I hate to break it to B.R., but the nonvoting train left the station a long time ago. For the last 50 years, 40-50% of eligible voters have chosen to stay home on presidential Election Days. President Obama’s campaign in 2008 actually pumped life into the election process.

However, since the promised changes never occurred, Americans will likely stay home on Nov. 6. We can only hope. Meanwhile, globally, Wikipedia reports that voter turnout has decreased five percentage points over the past four decades.

BR then proceeds to school me on “the four basic types of government power acquisition.” So BR’s assumption is that government must acquire power. Individual sovereignty is out of the question. He says that government power is inherited, bestowed, seized, or chosen.

Therefore, since I’m not for choosing, I, according to BR, “must be in favor of despotism and tyranny. This is where logic must take us.”

B.R. is assuming that since we have elections in the U.S., we don’t have tyranny or despotism. I would contend that we have both. The tyranny of the majority has elected despots at every level of government from the local school board to the president of the United States.

Why is that? Democracy itself is the problem. It attracts the wrong people to leadership positions. As F.A. Hayek famously argued in The Road to Serfdom, in politics, the worst get on top, and he outlined three reasons this is so. First, Hayek makes the point that people of higher intelligence have different tastes and views. So, as Hayek writes, “We have to descend to the regions of lower moral and intellectual standards where the more primitive instincts prevail,” to have uniformity of opinion.

Second, those on top must “gain the support of the docile and gullible,” who are ready to accept whatever values and ideology are drummed into them. Totalitarians depend upon those who are guided by their passions and emotions, rather than critical thinking.

Finally, leaders don’t promote a positive agenda, but a negative one of hating an enemy and envy of the wealthy. To appeal to the masses, leaders preach an “us” against “them” program.

“Advancement within a totalitarian group or party depends largely on a willingness to do immoral things,” Hayek explains. “The principle that the end justifies the means, which in individualist ethics is regarded as the denial of all morals, in collectivist ethics becomes necessarily the supreme rule.”

Abraham Maslow’s “hierarchy of needs” has something to do with it. Maslow’s hierarchy is taught in most business management classes and is depicted as a pyramid.

Maslow’s view was that the basic human needs — thirst, hunger, breathing — must be satisfied before humans can accomplish or worry about anything else. The next level of the pyramid is the need for safety. After satisfying thirst and hunger, humans are concerned about their continued survival. If a man is constantly worried about being eaten by a tiger, he doesn’t concern himself with much else.



Once other needs are satisfied, according to Maslow, humans seek the belonging and esteem needs. These first four needs are considered deficit needs. If a person is lacking, there is a motivation to fill that need. Once the particular need is filled, the motivation abates.

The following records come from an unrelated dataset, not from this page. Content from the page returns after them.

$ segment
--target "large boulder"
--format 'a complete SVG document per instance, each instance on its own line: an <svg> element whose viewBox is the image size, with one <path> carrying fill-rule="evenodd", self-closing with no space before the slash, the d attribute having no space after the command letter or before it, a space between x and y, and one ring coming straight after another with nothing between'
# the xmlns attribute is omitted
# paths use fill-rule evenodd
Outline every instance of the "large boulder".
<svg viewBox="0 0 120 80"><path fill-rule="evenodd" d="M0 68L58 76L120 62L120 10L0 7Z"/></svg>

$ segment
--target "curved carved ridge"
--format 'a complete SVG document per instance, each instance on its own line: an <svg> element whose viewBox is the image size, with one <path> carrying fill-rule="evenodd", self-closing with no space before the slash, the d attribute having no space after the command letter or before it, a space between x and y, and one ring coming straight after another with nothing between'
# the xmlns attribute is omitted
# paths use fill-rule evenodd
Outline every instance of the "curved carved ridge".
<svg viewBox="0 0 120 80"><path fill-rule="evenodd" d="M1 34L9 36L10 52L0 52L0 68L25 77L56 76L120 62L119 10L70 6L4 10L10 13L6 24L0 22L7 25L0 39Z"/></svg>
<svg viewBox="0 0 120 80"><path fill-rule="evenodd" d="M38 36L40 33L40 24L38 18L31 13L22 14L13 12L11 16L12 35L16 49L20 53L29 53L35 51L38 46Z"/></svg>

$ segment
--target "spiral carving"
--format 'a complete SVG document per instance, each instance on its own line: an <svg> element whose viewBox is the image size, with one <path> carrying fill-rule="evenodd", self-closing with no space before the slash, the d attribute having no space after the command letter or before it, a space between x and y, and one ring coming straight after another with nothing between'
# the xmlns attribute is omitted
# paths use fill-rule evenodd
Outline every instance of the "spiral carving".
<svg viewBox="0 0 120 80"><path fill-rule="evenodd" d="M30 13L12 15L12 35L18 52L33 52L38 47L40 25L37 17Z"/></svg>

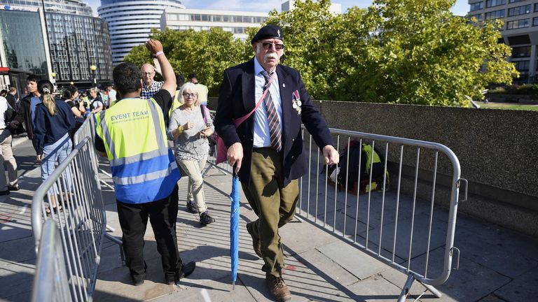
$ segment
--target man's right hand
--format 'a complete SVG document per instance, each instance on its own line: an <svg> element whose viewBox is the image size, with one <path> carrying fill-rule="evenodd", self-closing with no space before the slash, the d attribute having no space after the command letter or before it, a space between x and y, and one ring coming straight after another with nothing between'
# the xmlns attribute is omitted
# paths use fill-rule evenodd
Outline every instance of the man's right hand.
<svg viewBox="0 0 538 302"><path fill-rule="evenodd" d="M235 165L235 173L241 168L241 161L243 160L243 145L241 143L235 143L228 148L226 158L230 166Z"/></svg>

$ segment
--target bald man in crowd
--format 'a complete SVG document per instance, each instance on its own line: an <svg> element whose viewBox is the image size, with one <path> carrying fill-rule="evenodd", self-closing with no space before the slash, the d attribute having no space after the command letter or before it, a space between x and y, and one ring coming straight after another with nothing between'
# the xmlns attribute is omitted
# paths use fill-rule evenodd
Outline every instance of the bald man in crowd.
<svg viewBox="0 0 538 302"><path fill-rule="evenodd" d="M153 80L156 70L153 65L145 64L140 69L142 72L142 92L140 97L144 99L149 99L160 90L164 82Z"/></svg>

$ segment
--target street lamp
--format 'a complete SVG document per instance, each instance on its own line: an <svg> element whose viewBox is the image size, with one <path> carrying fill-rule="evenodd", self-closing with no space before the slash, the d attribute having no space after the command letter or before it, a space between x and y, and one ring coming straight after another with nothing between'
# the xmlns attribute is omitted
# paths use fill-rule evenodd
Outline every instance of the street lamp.
<svg viewBox="0 0 538 302"><path fill-rule="evenodd" d="M95 71L97 70L97 66L92 65L90 66L90 70L92 71L92 76L93 77L93 86L97 87L97 79L95 78Z"/></svg>
<svg viewBox="0 0 538 302"><path fill-rule="evenodd" d="M51 72L50 73L50 77L52 78L52 82L53 86L54 87L54 90L56 90L56 73L55 72Z"/></svg>

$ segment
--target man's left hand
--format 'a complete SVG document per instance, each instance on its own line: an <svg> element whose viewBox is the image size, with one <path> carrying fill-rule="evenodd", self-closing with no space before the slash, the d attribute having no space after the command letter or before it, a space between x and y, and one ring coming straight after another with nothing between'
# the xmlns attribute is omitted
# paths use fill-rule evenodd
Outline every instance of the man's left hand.
<svg viewBox="0 0 538 302"><path fill-rule="evenodd" d="M163 44L158 40L149 39L146 42L146 48L155 55L160 51L163 51Z"/></svg>
<svg viewBox="0 0 538 302"><path fill-rule="evenodd" d="M340 160L338 152L331 145L323 148L323 157L325 158L325 164L336 164Z"/></svg>

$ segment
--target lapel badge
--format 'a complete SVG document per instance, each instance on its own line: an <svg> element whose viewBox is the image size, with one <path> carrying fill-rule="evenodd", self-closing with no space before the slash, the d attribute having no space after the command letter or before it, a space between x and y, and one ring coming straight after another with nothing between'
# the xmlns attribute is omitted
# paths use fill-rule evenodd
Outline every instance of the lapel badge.
<svg viewBox="0 0 538 302"><path fill-rule="evenodd" d="M291 107L297 111L297 115L298 115L301 114L301 106L303 104L301 102L301 99L299 99L299 92L297 90L294 91L291 97L293 99Z"/></svg>

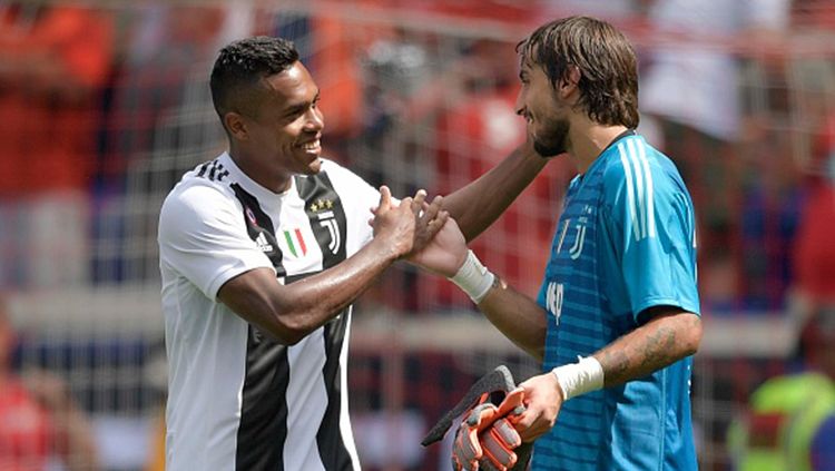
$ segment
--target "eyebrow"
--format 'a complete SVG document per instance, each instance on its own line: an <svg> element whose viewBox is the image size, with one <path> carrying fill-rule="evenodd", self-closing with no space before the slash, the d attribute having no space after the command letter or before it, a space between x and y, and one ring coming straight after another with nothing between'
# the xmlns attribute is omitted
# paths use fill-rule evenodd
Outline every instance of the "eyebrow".
<svg viewBox="0 0 835 471"><path fill-rule="evenodd" d="M295 115L296 112L310 107L314 102L318 101L320 95L322 94L321 90L316 89L316 95L313 96L313 100L311 101L304 101L296 105L291 105L289 107L285 108L284 116L291 116Z"/></svg>

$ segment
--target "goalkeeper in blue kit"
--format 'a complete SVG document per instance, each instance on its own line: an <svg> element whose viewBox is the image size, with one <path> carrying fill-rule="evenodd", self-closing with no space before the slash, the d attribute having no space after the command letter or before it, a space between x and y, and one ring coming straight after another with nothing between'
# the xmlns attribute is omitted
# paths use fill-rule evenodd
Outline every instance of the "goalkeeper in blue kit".
<svg viewBox="0 0 835 471"><path fill-rule="evenodd" d="M696 220L676 166L635 130L635 51L620 31L588 17L543 24L517 50L517 107L534 148L568 154L579 175L538 300L483 267L454 230L431 247L445 257L422 259L542 362L542 374L519 384L524 412L510 423L521 441L508 439L508 421L490 430L495 408L490 422L470 416L473 436L503 436L510 452L533 442L533 470L696 470L689 398L690 356L701 340ZM456 439L454 447L468 442ZM484 459L481 448L494 445L477 443L465 450L475 454L456 458L454 467L512 468L515 457Z"/></svg>

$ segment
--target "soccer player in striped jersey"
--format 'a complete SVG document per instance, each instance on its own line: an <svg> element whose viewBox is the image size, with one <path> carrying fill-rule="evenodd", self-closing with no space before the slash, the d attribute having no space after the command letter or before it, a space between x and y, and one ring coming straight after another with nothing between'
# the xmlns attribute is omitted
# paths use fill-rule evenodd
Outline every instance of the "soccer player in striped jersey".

This makes these needs different from the need at the top of Maslow’s pyramid, the need for self-actualization. The need for self-actualization is never satisfied, and Maslow referred to it as a being need.

Maslow believed only 2% of humans become self-actualized. That means many are stuck a step or more below seeking actualization.

Maslow described lower and higher esteem needs. And while the higher form of esteem calls for healthy attributes such as freedom, independence, confidence, and achievement, the lower form “is the need for the respect of others, the need for status, fame, glory, recognition, attention, reputation, appreciation, dignity, even dominance.”

Most psychological problems manifest themselves in this lower esteem area. We see these qualities displayed by virtually all politicians in democracy: the constant need for status and recognition. The ends — compensating for an inferiority complex — justify whatever Machiavellian means.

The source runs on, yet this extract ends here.